21st century mainframes
Despite the ubiquity of the client/server computing model and the current hype around cloud, the mainframe is the focus of much modernisation work.
Some industry observers predicted the death of the mainframe in the wake of the client/server computing revolution. Yet, here we are, preoccupied with the possibility that the cloud could herald the next, big step change in computing models - and the mainframe is just as big as part of enterprise IT infrastructures as it has ever been.
Martin Banks, data centre and mainframe analyst for Bloor Research told IT PRO that mainframes would be a mainstay of large enterprise computing for some time to come. "Nothing can do big, complex multichannel business management tasks quite like the mainframe," he said.
"The need for real high-volume, high-speed transaction management, as quickly, reliably and securely handled as the mainframe does still forms the back-end of many, even web-based applications nowadays. And there are some really good mainframe applications, like CICS, where there's nothing to match them at doing the jobs in financial and retail institutions, for example, that they do."
Yet, the lack of skills available for managing this mission-critical part of the IT infrastructure poses quite a dilemma for those organisations that simply can't afford to move mainframe data and processes into more modern computing environments.

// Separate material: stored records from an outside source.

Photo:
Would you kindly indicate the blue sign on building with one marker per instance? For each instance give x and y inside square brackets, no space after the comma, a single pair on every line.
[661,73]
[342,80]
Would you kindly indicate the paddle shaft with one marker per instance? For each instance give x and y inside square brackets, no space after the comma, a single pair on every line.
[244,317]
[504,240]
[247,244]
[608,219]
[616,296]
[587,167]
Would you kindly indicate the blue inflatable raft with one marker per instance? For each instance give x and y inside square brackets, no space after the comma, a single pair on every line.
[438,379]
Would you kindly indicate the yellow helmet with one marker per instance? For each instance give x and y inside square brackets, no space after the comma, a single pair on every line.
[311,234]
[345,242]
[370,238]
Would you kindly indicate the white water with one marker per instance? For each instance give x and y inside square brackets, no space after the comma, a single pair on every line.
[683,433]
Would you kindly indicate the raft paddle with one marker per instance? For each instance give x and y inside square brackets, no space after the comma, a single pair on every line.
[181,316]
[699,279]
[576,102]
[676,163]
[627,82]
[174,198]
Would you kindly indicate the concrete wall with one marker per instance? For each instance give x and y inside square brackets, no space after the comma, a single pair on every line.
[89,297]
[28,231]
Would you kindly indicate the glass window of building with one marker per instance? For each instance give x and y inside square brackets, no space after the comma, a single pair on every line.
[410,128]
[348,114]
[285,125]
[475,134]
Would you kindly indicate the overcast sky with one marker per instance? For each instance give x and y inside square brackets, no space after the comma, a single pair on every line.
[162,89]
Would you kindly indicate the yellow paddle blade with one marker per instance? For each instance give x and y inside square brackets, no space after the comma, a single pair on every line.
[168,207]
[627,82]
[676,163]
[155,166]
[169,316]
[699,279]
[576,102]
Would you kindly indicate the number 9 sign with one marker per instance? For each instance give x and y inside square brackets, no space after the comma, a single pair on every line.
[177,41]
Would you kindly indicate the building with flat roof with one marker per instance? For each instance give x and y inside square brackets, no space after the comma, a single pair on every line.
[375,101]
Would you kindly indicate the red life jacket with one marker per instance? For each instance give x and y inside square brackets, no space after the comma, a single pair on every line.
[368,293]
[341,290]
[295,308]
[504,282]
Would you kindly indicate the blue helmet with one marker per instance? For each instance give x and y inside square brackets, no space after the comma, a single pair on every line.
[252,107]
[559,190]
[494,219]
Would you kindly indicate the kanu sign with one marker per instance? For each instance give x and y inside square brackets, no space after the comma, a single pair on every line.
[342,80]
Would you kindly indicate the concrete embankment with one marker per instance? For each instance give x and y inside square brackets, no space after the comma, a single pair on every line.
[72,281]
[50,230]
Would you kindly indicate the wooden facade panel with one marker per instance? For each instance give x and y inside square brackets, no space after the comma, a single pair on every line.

Banks continued: "The problem is that all the mainframe programmers are greying, over 55 or already retired."
CA is one IT vendor that made its name in the mainframe space, alongside the market giant, IBM. Chris O'Malley, executive vice president and general manager for CA's mainframe business unit confirmed that many of its customers still have a strategic investment in their mainframes, but that they were finding it hard to modernise them because of a lack of available skills.
"We are taking the IBM foundation and building on it with our software and services," he said. "We've developed health check components that can gauge how effectively the mainframe technology is running and compare it with the most optimal configuration framework in an automated way."
O'Malley said CA was developing similar management tools to those that large enterprises were already familiar with using to monitor various layers of their more modern IT infrastructures and data centres.
In fact, earlier this month, Compuware seemed to echo the same strategy as that outlined for rival CA by O'Malley. The UK software and IT services firm announced it was uniting its management tools, Vantage and Strobe, for distributed and mainframe environments respectively.
Compuware claimed that, by providing insight into performance of applications that span both distributed and mainframe infrastructures from a single location, IT management will be able to minimise business and customer disruption by quickly troubleshooting, identifying and resolving issues in a more cost-effective and timely manner.
Atul Bhovan, Compuware enterprise solutions consultant, told IT PRO that processing power on the mainframe has actually become more central to the effective running of the business in the 21st century.
"Mainframe applications need to be stable or the business pays a massive price in lost business," he said.
"A lot of organisations are also trying to cut back on the cost of their core IT investments and staff," he added, particularly when the numbers of students graduating with Visual Studio developing skills for example, is plentiful. Often companies are forced to re-hire older IT professionals with mainframe skills on high-consultancy rates.
"For many years, organisations had whole teams of IT professionals writing COBOL code for mainframe applications, for example," Bhovan continued. "But many of these applications have evolved to now be accessed by a web front-end, where organisations no longer have the mainframe knowledge or skills in house."